When vectors outgrow the memory they’ve been allocated, they copy themselves to a another location with a larger allocation of contiguous memory. The bigger they are, the more resources it takes for them to relocate themselves. You could try std::vector::reserve() to reserve enough storage for the vectors in the mesh in ofApp::setup().

A lot depends on how many vertices are added each frame. Perhaps the vertices and colors need to be resized or cleared if they exceed a certain size? Or as Roy suggested, you could fix the size of the mesh and update it with new vertices and colors each frame, either in whole or in part.

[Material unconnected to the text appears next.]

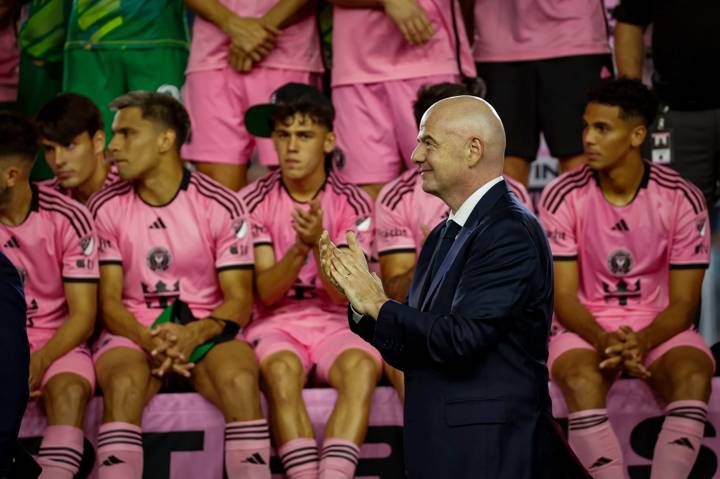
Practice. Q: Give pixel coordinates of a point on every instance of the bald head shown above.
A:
(468, 117)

You could also draw a much smaller mesh (just the vertices from 1 frame of the grabber) into an ofFbo every frame, without clearing it, as a way to “aggregate” the mesh representations of the grabber over time. This might be a nice, easy, accurate substitute for an ever-growing and eventually super-huge mesh.

Hi, littel late response, sorry about that.

@TimChi, @roymacdonald thank you so much for your advice. I am now using ofVboMesh and I am creating the required vertices+indices in update, destroying them after draw so that they dont accum to millions…
I am also using the getData method as Roy suggested to save more cpu.
I am also toying with the idea of conditionally adding/removing vertices when there is “significant” change in the video frames content.